I mean, if his wife had died in a train wreck, and so he started robbing trains because he thought the train company had been at fault, that would make sense. Or if his wife died during a bank robbery and the bankers cared more about the stolen money than her life, so he started robbing banks, yeah, okay.
She died in childbirth, y'all. It happens. Still today. It is not a reason to go become a crime boss.
Sigh.
Yeah. You can just see that L'Amour had this really great idea for a plot twist and he couldn't resist using it, and he tossed in the girl being wooed by both Rye and Logan to hammer the whole Oedipal thing home even harder, and... and I hate seeing the author working. I should not be able to do that. I should not, in the course of a book, see what the author is doing. They must be invisible. If I see them, they're doing it wrong. And L'Amour is too doggone good for this kind of thing to just get shrugged off as, "Well, you know, the idea was good..."

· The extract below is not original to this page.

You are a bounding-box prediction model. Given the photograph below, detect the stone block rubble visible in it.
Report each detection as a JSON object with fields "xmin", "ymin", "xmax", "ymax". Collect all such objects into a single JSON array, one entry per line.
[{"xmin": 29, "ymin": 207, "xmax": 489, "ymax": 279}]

Nope. I'm not having it. Sorry, folks. I don't believe the character arc, I see the author tiptoeing around, and I am all kinds of disappointed.
The thing is, I realized after I'd finished the book that L'Amour had totally set up a different plot twist, and it would've been totally cool. Logan had left the east after killing a guy in a duel over this rich girl Logan loved, but her family didn't want her to marry him. And Rye's mom was a rich girl who married Rye's dad against her family's will and left them to be with him. So... what if that was the same girl? What if losing Logan made her determined not to let her family make her decisions for her anymore, and when she fell in love with another guy and her parents pulled that same stunt again, she just left? And what if Rye looked enough like his mom that Logan was reminded of her, and so on? I mean, Rye carries his mom's picture around with him forever, and Logan could even have seen it and known this was the son he almost had, and that's why he takes him in and everything, but he doesn't want to tell him until he's older, whatever.
But noooooooooooooooooooooooooooooooooooooo.
(Happily, I read another L'Amour book right away and liked it heaps, so don't worry, I'm not going to quit reading him just because of one unsatisfactory ending.)
If This was a Movie, I Would Rate It: PG-10 for western violence and peril to women and stuff like that. And some low-level cussing.
This is my 37th book read off my TBR shelves for #TheUnreadShelfProject2020.